Grâce à ces instruments, l’équipe de recherche a mesuré la vitesse et cartographié l’orbite de S2 pendant qu’elle tournait autour de Sgr A*.
Et ils ont obtenu le résultat escompté. Les nouvelles mesures révèlent très clairement le décalage vers le rouge, la première détection directe jamais réalisée à proximité d’un trou noir supermassif, prouvant, une fois de plus, la théorie de la relativité générale d’Einstein.
“Nos premières observations de S2 avec GRAVITY, il y a environ deux ans, montraient déjà que nous aurions le laboratoire idéal pour un trou noir”, a déclaré l’astrophysicien Frank Eisenhauer du MPE et le chercheur principal de GRAVITY et du spectrographe SINFONI.
“Pendant le passage rapproché, nous avons même pu détecter la faible lueur autour du trou noir sur la plupart des images, ce qui nous a permis de suivre avec précision l’étoile sur son orbite, conduisant finalement à la détection du décalage vers le rouge gravitationnel dans le spectre de S2.”
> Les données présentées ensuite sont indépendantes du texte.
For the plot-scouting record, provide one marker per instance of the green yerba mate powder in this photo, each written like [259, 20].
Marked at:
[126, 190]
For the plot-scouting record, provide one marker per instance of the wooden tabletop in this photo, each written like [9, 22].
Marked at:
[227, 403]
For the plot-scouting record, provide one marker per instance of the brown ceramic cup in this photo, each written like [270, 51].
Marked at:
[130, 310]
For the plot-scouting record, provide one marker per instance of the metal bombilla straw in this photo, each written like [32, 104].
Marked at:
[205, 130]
C’est le dernier d’une longue et impressionnante série de tests qui ont prouvé la relativité, encore et encore.
Récemment, un système stellaire à trois corps, une galaxie entière pliant l’espace et la découverte d’ondes gravitationnelles ont tous démontré que la physique est parfaitement en accord avec la théorie centenaire d’Einstein.
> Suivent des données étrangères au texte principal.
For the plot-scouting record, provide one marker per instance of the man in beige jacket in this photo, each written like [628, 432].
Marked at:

Alors pourquoi les scientifiques continuent-ils à la tester ? Parce que s’il y a des circonstances dans lesquelles elle se brise, cela marquera un changement profond dans la façon dont nous comprenons l’Univers, entraînant le besoin d’une nouvelle forme de physique.
Et si la relativité doit se briser, elle ne le fera très probablement que dans des conditions absolument extrêmes.
“Ici, dans le système solaire, nous ne pouvons tester les lois de la physique que maintenant et dans certaines circonstances”, a déclaré l’astrophysicienne Françoise Delplancke de l’ESO.
“Il est donc très important en astronomie de vérifier également que ces lois sont toujours valables là où les champs gravitationnels sont beaucoup plus forts.”
Et la relativité continue de faire parler d’elle.
Les recherches de l’équipe ont été publiées dans la revue Astronomy & Astrophysics.